In my office works a woman we'll call V. Another thing we can call V: my saving grace Monday through Friday.
V is one of the first people I see in the office. No matter how busy things are, she always passes by me with a beaming smile and a heart-felt "good morning!" This may not sound like much to you, but this isn't the status quo in my office. Co-workers often go all day without communicating socially accepted greetings or salutations, such as good morning or good night. No, I'm not kidding. It's just the nature of the business I'm in.
Which brings me back to V's good morning and why it stands out. In the same way that my morning coffee cup (make that three cups) gets me going, V's "good morning" warms my heart. It's become a workday staple I've grown attached to and don't think I can go without.
I'm embarrassed to say that I don't think I've ever told V how much it means to me, hearing her say that simple phrase each day. How uplifting it is, and how I've grown to depend on it. It's so simple really, but extremely meaningful. She sincerely wants it for me. Each and every day, V's concerned that I have a good morning. And I have to tell you, each and every day it's really nice to hear. It never gets old, and I don't think it ever will.

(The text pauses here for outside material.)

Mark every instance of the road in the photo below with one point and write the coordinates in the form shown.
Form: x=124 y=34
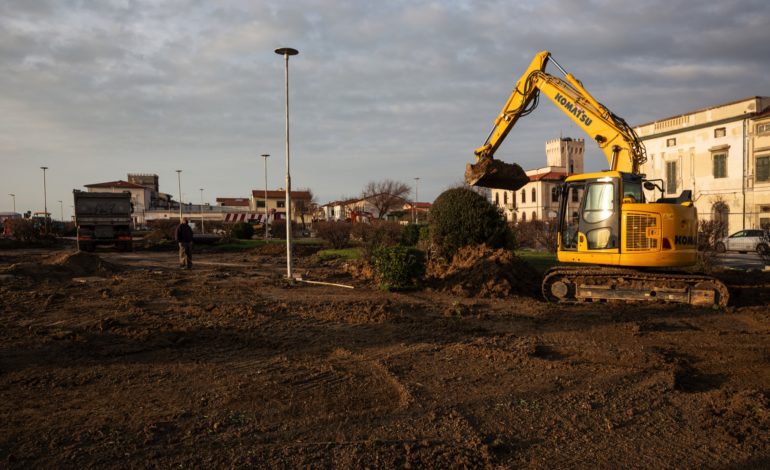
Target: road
x=734 y=260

Beyond the good mornings, V and I have grown to become good friends. And aside from relying on her for my morning pick-me-up, I'm grateful that she provides me with wisdom, insight, and humor about my life. V is around my age, and her two children are about ten years older than my daughter, the twenty-month old. She's someone who's been where I am, and come through it not only OK, but also with style and flair. I specifically mention flair because she styles herself impeccably. When I asked her how she does it, she answered, "Easy, I don't have a toddler at home ... DUH!!!" (Did I mention she's hilarious?)
Therein lies the true beauty and essence of V. She doesn't assume that my tired face, tired clothes or frizzy hair should look any other way. According to her, my daughter essentially gives me a stylish get-out-of-jail-free card. V gets it, and she accepts me freely and without judgment...but she always has tips. And you know, quite frankly, I could use the tips, so that's OK.
I don't have to fake anything when I'm around V. She can see in my eyes if I feel triumphant or like a failure. If I'm kicking butt or am getting whipped around helplessly by life, like a piece of paper in a windstorm. And it's all OK with her. She'll listen if I need her to and won't talk to me if I don't feel like it. But she'll still pass by with her "good morning" just for me and a special arm squeeze as a bonus that day. And when I need a bigger squeeze, she is there for that too. When she hugs me, it's as though she passes on her strength, calm and common sense, and I know everything will be all right.
Everyday I try to be the best mom, woman, wife, and co-worker I can be. But I am (and perhaps always will be) a work in progress: a painting which some days is abstract and blurry and other days beautiful and vibrant, but all days perpetually changing. Each new day brings a new stroke or color to the canvas that is me. And to me, V is the easel that my painting rests on. Perhaps going unnoticed by others while they observe the beauty or mess that I am that day, but always there. Strong, full of purpose and point, and holding me securely in place. And wearing a fabulous bag and fantastic shoes. AndI am grateful for her.
V, you rock my world. Thank you for being you!